The night I went into labor my mind shut off and my body took over daring me to question its motives, its strategy. I stopped timing the contractions and told my husband to get some sleep believing one of us should at least be fresh in the morning. Chills spread through me chased by fever. I sat. I stood. I kneeled. I prayed. I dozed. I moaned. The pulsing, pushing, panicked initiation into motherhood.

>When we finally reached the hospital at 6:30 the next morning, the doctor said I was seven-and-a-half centimeters dilated. That’s what he said. What I heard was, “half a centimeter more and no epidural, nothing, nada, zilch, you’re going it alone.”
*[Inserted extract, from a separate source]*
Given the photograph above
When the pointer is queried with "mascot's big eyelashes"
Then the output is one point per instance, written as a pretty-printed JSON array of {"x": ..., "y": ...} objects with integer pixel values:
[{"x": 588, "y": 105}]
Well-intentioned people will tell you, over time you forget labor. As proof they point to the high rate of second and third children. But you don’t forget because labor is when everything changes. For me, it was the moment I realized, this tiny being who had shared every second of my life for more than nine months, this tiny being who challenged me to figure out whether it was a foot, or elbow, or heel or hand sweeping across the inside of my belly, this tiny being that got hiccups and smiled in the sonogram, this tiny being was making its way out. Never again would I be able to place my hand on my stomach and know exactly where my tiny companion was.

Delivery in TheFreeDictionary means not only “the act of giving birth,” it means “the act of giving up; surrender.” What I was giving up and  surrendering I realize, was my life as it existed. My internal compass had found a new direction. That day, after many, many hours of pushing – when there were moments I truly felt like giving up – I delivered a beautiful baby girl. I surrendered. I became a mother.